# Changing Gears Rv Site



## garyb1st (Dec 6, 2007)

Check out this site. http://changingears.com/index.shtml.

Click on weight calculators in the left margin and enter your tow vehicle and trailer data on the page that comes up.

This supposedly calculates the maximum trailer weight a given TV can pull based on various margins of safety.

I calculated mine using a 20% safety margin and found out that I am just within the guideline. According to this site the most my vehicle can pull with no margin of safety is about 9,500 lbs. Ford says my 2005 F250 is can tow up to 12,500 lbs. 3,000 is a huge difference.

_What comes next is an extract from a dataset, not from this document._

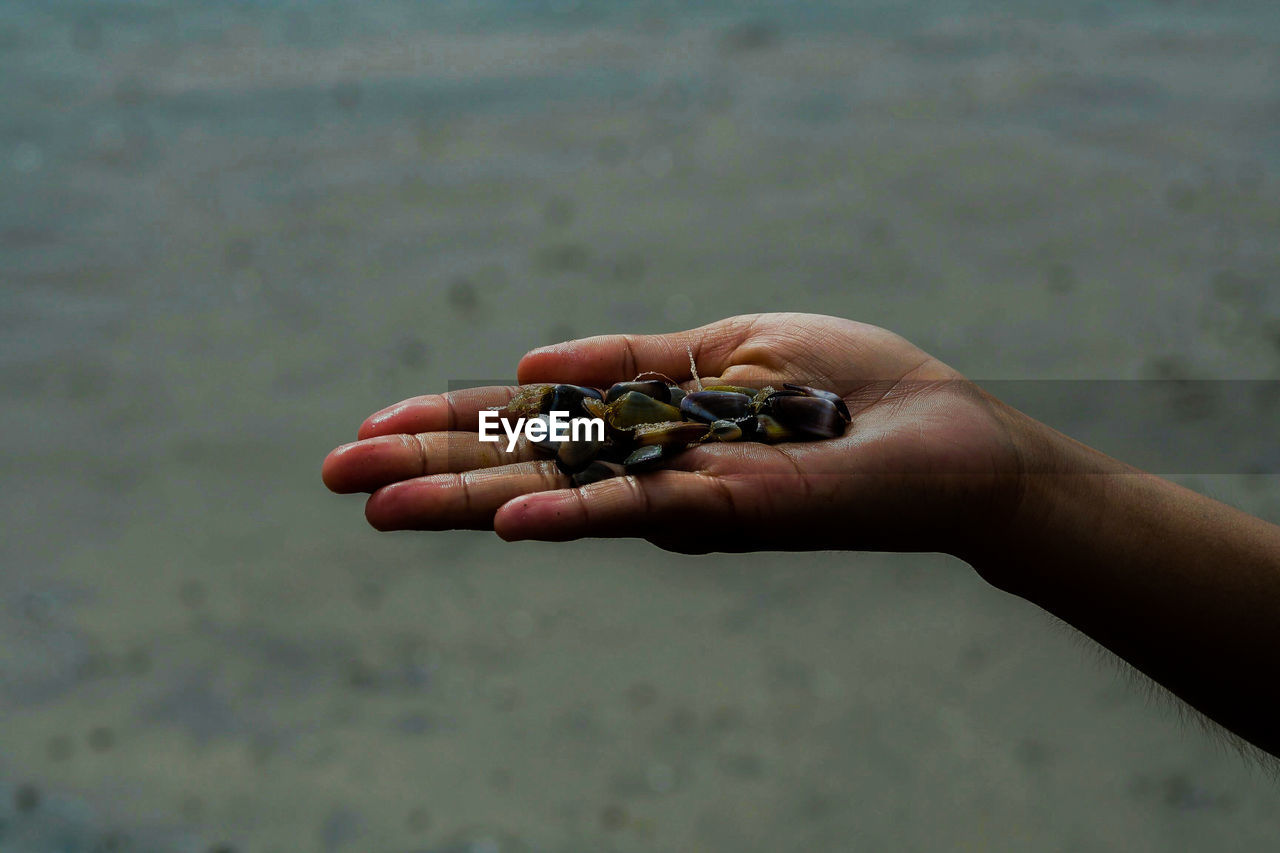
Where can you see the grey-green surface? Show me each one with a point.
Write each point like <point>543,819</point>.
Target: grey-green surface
<point>231,231</point>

Since my 28KRS has a GVW of 7,500 lbs I thought I had a significant margin of safety. Now I'm not so sure.


----------



## Collinsfam_WY (Nov 9, 2006)

Marketing hype driven tow ratings leading people to believe they can pull something that they really shouldn't be? Naw!!! Who woulda thunk it!





















Good to see that you found out what I did - we were originally wanting to pull a 28RSDS with our '02 F150 Screw until the good folks here at Outbackers showed us the light.

-CC


----------



## Nathan (Jan 2, 2007)

Being cautious is good and leaving a safety margin is good. However if you carefully read the tow rating and follow it, you will be ok for WEIGHT. Length is another issue....


----------